Schimming went into exile in Tanzania in 1962 and worked at the SWAPO office in Dar es Salaam for a few months. She then moved to Germany, having been awarded a bursary to study at the Free University of Berlin. She graduated in 1966 with a B.A. in political science, English linguistics and African literature, and in 1968 with a Magister degree in politics and African studies. She also started with a PhD but never finished it. In 1974 she returned to Tanzania and headed the office of the South West Africa National Union (SWANU). At that time she worked as a teacher at the International School of Tanganyika in Dar-es-Salaam. In 1978 she returned to Namibia.

==Career==
Schimming-Chase was elected deputy secretary-general of SWANU upon her return to Namibia in 1978. In 1982 she was elected vice-president. At that time she worked as director of education at the Council of Churches in Namibia (CCN). Prior to Namibian independence Schimming-Chase worked as deputy director of inter-church aid, refugees and world service at the World Council of Churches in Geneva. Upon independence she again returned to Namibia and worked first for the Namibia National Front, and then at the Ministry of Foreign Affairs.

Schimming-Chase was appointed ambassador to Germany, with additional accreditation for Austria, in 1992 and served until 1996. Thereafter she worked as deputy permanent secretary at the Ministry of Foreign Affairs. She went on early retirement in 1999, was one of the founders of the Congress of Democrats (CoD), and became a CoD member of parliament after the 1999 Namibian general election. She was re-elected in 2004. After the dismal performance of the CoD in the 2009 election, Schimming-Chase retired from politics.

==Private life and recognition==
Schimming married West Indian William McDonald Chase in 1966. The couple had two daughters, Esi and Afra, both born in Germany, and a son Kweku, born in Dar-es-Salaam. Her daughter, Afra, continued the family lineage with the birth of her first grandson, Néo.
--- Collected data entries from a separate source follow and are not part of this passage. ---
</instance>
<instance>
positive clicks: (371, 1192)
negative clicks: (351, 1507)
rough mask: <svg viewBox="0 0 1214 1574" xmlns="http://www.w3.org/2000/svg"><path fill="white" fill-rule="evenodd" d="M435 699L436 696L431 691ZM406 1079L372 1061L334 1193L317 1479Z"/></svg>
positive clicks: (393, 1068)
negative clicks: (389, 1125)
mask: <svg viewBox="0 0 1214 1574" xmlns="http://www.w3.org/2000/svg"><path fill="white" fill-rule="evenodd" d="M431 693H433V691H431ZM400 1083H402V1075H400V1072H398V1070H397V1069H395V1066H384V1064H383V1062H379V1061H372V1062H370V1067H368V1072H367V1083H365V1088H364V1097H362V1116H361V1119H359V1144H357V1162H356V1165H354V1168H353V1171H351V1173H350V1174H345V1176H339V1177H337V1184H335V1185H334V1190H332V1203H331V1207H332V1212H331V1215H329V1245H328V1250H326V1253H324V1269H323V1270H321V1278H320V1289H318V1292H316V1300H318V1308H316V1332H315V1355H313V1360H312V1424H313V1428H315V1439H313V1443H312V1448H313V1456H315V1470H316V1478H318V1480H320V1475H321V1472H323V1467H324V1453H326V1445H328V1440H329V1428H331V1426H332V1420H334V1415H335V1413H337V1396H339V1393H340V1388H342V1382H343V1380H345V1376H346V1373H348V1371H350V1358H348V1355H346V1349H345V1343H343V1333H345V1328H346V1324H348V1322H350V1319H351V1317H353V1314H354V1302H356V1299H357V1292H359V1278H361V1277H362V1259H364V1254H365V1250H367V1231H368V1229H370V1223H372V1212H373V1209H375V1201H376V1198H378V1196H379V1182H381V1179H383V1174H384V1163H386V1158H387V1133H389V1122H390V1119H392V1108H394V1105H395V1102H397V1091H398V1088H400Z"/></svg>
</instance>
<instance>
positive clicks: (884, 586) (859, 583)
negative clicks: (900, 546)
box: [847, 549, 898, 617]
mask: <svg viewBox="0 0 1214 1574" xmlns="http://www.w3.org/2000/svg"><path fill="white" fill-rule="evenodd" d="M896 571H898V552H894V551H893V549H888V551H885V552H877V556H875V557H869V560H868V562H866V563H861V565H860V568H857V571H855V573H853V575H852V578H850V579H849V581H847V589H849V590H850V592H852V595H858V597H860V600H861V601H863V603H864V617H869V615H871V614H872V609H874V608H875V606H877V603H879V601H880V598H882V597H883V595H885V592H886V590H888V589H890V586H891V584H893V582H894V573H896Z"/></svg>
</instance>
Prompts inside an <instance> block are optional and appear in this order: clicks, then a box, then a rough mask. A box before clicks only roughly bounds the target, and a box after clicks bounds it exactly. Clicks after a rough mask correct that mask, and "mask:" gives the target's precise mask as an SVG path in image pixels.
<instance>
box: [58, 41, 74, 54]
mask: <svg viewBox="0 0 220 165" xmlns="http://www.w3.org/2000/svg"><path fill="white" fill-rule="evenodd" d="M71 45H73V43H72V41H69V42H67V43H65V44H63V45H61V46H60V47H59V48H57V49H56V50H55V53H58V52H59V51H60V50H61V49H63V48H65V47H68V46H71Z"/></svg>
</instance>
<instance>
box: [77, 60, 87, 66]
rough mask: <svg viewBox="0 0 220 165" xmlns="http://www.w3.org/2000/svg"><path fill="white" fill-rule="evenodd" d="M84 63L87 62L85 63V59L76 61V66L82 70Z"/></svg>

Subsequently, her son Kweku expanded the family by welcoming three additional grandchildren: Malaika, Aisha, and Khemmet.

For her contribution to the good relationship between Germany and Namibia, Schimming-Chase was awarded the Great Cross of Merit of the Federal Republic of Germany in 1997. Namibia awarded her with the Most Distinguished Order of Namibia: First Class on Heroes' Day 2014. She died on 13 March 2018.